Comparative Analysis of Modern Machine Learning Models for Retail Sales Forecasting
- URL: http://arxiv.org/abs/2506.05941v1
- Date: Fri, 06 Jun 2025 10:08:17 GMT
- Title: Comparative Analysis of Modern Machine Learning Models for Retail Sales Forecasting
- Authors: Luka Hobor, Mario Brcic, Lidija Polutnik, Ante Kapetanovic,
- Abstract summary: When forecasts underestimate the level of sales, firms experience lost sales, shortages, and impact on the reputation of the retailer in their relevant market.<n>This study provides an exhaustive assessment of the forecasting models applied to a high-resolution brick-and-mortar retail dataset.
- Score: 0.0
- License: http://creativecommons.org/licenses/by/4.0/
- Abstract: Accurate forecasting is key for all business planning.

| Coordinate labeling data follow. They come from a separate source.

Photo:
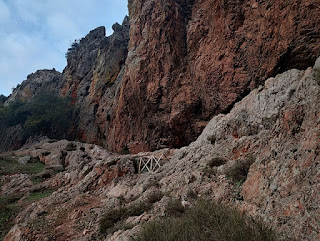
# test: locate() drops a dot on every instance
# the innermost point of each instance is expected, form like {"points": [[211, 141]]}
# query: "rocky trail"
{"points": [[262, 157]]}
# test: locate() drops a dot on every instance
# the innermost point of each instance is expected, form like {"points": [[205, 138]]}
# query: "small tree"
{"points": [[74, 46]]}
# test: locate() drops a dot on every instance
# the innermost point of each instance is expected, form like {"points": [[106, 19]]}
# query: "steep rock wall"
{"points": [[190, 60], [92, 78]]}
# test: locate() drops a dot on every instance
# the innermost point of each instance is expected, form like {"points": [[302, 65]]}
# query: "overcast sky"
{"points": [[35, 34]]}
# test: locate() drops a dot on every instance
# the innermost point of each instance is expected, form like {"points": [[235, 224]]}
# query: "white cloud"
{"points": [[4, 12], [35, 34]]}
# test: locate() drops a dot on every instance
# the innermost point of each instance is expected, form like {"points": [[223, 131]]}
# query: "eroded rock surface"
{"points": [[276, 127], [191, 60]]}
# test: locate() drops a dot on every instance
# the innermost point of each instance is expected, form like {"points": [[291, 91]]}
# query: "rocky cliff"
{"points": [[181, 63], [274, 130], [92, 78], [190, 60]]}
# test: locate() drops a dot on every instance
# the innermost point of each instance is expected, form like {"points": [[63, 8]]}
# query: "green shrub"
{"points": [[8, 211], [114, 219], [110, 219], [46, 114], [207, 221]]}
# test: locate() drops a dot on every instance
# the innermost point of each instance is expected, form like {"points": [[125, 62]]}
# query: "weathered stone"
{"points": [[24, 160]]}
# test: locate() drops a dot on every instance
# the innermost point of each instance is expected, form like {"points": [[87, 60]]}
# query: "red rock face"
{"points": [[190, 60]]}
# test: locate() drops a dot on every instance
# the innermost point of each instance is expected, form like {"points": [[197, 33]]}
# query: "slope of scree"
{"points": [[262, 157], [158, 82]]}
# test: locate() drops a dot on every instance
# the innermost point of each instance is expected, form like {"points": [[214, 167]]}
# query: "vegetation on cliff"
{"points": [[207, 221], [46, 114]]}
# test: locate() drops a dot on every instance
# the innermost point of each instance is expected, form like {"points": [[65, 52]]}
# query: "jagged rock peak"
{"points": [[40, 81], [96, 34]]}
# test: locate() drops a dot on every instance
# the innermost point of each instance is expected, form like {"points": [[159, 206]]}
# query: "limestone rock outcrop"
{"points": [[157, 82], [190, 60], [276, 127], [93, 77]]}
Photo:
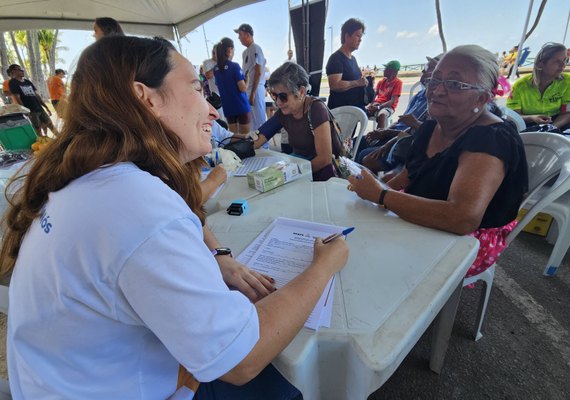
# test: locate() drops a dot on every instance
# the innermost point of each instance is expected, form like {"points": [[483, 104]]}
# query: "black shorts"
{"points": [[38, 118]]}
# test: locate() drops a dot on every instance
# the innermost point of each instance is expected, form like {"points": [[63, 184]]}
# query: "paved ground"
{"points": [[525, 350]]}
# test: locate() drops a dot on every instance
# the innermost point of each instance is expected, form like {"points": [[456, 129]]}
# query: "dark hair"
{"points": [[104, 130], [109, 26], [291, 75], [546, 52], [350, 26], [12, 68], [222, 52]]}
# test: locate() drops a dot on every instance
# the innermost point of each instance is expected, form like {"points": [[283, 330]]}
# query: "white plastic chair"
{"points": [[553, 200], [4, 386], [348, 117], [548, 156], [514, 117], [413, 89]]}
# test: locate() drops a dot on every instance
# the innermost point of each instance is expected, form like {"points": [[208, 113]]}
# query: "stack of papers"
{"points": [[283, 251], [252, 164]]}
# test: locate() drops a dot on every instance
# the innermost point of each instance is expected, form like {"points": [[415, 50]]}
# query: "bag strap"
{"points": [[335, 128], [186, 379]]}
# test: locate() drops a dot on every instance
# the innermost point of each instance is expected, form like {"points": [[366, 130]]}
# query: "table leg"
{"points": [[443, 325]]}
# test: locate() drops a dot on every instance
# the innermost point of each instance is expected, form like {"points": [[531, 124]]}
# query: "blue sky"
{"points": [[405, 30]]}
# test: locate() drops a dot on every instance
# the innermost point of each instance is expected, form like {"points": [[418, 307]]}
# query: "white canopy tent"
{"points": [[170, 19]]}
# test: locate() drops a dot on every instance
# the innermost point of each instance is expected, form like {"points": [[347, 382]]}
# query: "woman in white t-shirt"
{"points": [[118, 288]]}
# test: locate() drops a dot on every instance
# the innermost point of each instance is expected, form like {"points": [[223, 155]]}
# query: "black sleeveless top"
{"points": [[432, 177]]}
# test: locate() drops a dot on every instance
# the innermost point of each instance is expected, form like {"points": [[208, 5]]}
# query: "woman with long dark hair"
{"points": [[106, 26], [118, 289]]}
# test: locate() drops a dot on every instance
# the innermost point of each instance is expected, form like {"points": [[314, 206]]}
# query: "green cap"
{"points": [[393, 65]]}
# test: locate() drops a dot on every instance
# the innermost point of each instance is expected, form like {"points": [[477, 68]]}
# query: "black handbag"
{"points": [[243, 148], [215, 100], [542, 128]]}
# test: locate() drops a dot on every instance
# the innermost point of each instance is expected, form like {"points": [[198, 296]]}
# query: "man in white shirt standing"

When estimated sales are too high, brick-and-mortar retailers may incur higher costs due to unsold inventories, higher labor and storage space costs, etc. On the other hand, when forecasts underestimate the level of sales, firms experience lost sales, shortages, and impact on the reputation of the retailer in their relevant market. Accurate forecasting presents a competitive advantage for companies. It facilitates the achievement of revenue and profit goals and execution of pricing strategy and tactics. In this study, we provide an exhaustive assessment of the forecasting models applied to a high-resolution brick-and-mortar retail dataset. Our forecasting framework addresses the problems found in retail environments, including intermittent demand, missing values, and frequent product turnover. We compare tree-based ensembles (such as XGBoost and LightGBM) and state-of-the-art neural network architectures (including N-BEATS, NHITS, and the Temporal Fusion Transformer) across various experimental settings. Our results show that localized modeling strategies especially those using tree-based models on individual groups with non-imputed data, consistently deliver superior forecasting accuracy and computational efficiency. In contrast, neural models benefit from advanced imputation methods, yet still fall short in handling the irregularities typical of physical retail data. These results further practical understanding for model selection in retail environment and highlight the significance of data preprocessing to improve forecast performance.